Dünyanın kaderi sizin ellerinizde!
Gizli bir kütüphane, ilginç kitaplar ve sihirli harfler.
Dokun ve git. Dokun ve değiştir. Dokun ve yaşa.
Gizli Kitap, tarihi fantastik bir kitap. Açık söylemek gerekirse bu kadar güzel bir kitap olabileceğini düşünmüyordum. Kitabı okumaya başlar başlamaz zaten sizi içine çekecek, çıkış kapınızı kapatacak ta ki kitabı bitirene kadar.
İlk sayfalarda satranç oyununa şahit olacaksınız. O sahnede biraz burukluk hissettim. Ufacık bir çocuğun omuzlarına yüklenmiş olan yüklerin ağırlığını hissedeceksiniz. Yazar bu duyguyu fazlasıyla size aktarıyor. Tam onikiden vuruyor.
Kitapta Elias’ın yanında iki karakterimiz daha var epeyce dikkat çekecek. yaşlı bir satranç ustası Sof diğeri ise Elias’a yardıma gelen Titom yani Thomas.
Elias emekliliği geçirmek için taşındığı evde gizli bir kütüphane keşfeder. Kütüphanede ki kitaplar sihirli bir mürekkeple yazılmıştır. Bu kitapların sayfalarını karıştırdığında ise şifrelenmiş metinleri keşfeder. Dünya üzerinde ki herkesin kaderi bu sayfalarda yazılıdır. Bu sayfalar sayesinde ise zamanda yolculuk yapmaya başlar.
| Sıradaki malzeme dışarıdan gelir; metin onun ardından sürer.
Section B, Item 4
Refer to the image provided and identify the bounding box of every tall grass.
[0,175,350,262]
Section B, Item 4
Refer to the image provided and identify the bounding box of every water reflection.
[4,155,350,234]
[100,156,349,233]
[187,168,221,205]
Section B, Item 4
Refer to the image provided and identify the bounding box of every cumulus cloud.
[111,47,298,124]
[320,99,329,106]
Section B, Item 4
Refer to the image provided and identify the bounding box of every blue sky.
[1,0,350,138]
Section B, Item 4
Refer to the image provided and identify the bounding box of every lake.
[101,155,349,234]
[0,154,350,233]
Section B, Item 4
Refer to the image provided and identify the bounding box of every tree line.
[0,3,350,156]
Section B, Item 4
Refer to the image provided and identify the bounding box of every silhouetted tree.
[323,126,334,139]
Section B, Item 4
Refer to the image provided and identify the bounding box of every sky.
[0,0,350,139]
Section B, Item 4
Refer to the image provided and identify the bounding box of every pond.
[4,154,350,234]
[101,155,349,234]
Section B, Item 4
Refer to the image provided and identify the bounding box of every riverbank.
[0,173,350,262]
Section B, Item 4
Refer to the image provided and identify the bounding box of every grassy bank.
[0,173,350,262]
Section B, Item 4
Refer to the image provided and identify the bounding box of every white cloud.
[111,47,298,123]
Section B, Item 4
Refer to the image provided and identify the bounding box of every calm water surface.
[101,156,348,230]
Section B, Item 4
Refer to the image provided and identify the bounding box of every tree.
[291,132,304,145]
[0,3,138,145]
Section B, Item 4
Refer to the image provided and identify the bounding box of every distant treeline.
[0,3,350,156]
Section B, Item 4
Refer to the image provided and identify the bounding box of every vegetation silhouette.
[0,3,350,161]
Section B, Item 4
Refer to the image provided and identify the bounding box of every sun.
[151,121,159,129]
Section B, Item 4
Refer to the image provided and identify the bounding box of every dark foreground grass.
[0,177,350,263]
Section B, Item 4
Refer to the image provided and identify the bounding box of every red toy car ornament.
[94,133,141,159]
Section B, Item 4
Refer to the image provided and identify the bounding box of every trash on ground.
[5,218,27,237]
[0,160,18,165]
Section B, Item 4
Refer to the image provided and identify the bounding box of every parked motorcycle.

Zamanda yolculuğa iyice alıştıktan sonra tarihi değiştirebileceğini düşünür. Bu düşüncesini eyleme dönüştürmek için bir şeyler yapmak istemektedir. Thomas ve Sof’un hikayesiyle zaten iyice dolmuş olan Elias kendisini Hitler zamanında bulur.
Elias ile birlikte Titom’da zamanda yolculuk yapmayı keşfeder. Aynı anda ikisi de aynı yerde karşılaşır. Olaylar buradan sonra biraz karışıyor. Heyecan artıyor. Tavşan kaç tazı tut misali.
Daha fazla hikayeyi anlatarak Gizli Kitap‘ın tadını kaçırmayayım. Tarihi kurgu ve fantastik kitap seviyorsanız ve kalın kitaplardan değil de ince kitaplardan hoşlanıyorsanız Gizli Kitap tam size göre.
Kitapla kalın.
“Yaratıklar var olduğuna göre bir Yaradan’ın da mutlaka olması gerektiğini düşünüyorum.”
Sayfa 53
“Değiştirmek isteyeceğim öyle çok şey var ki… Bir zamanki o deneyimsiz çocukluk halimin şeytanla oyun oynamasına izin vermez, onun hamlelerini önceden görebilmeyi bilirdim.”
Sayfa 84
“Görüyorsunuz ya Avukat Bey, yakında öleceğimi biliyorum ben. Dünyanın düzeni böyle. Ölüm ve yaşam birbiriyle bağlantılı, her ikisi de yolumuza çıkan birer kapı.”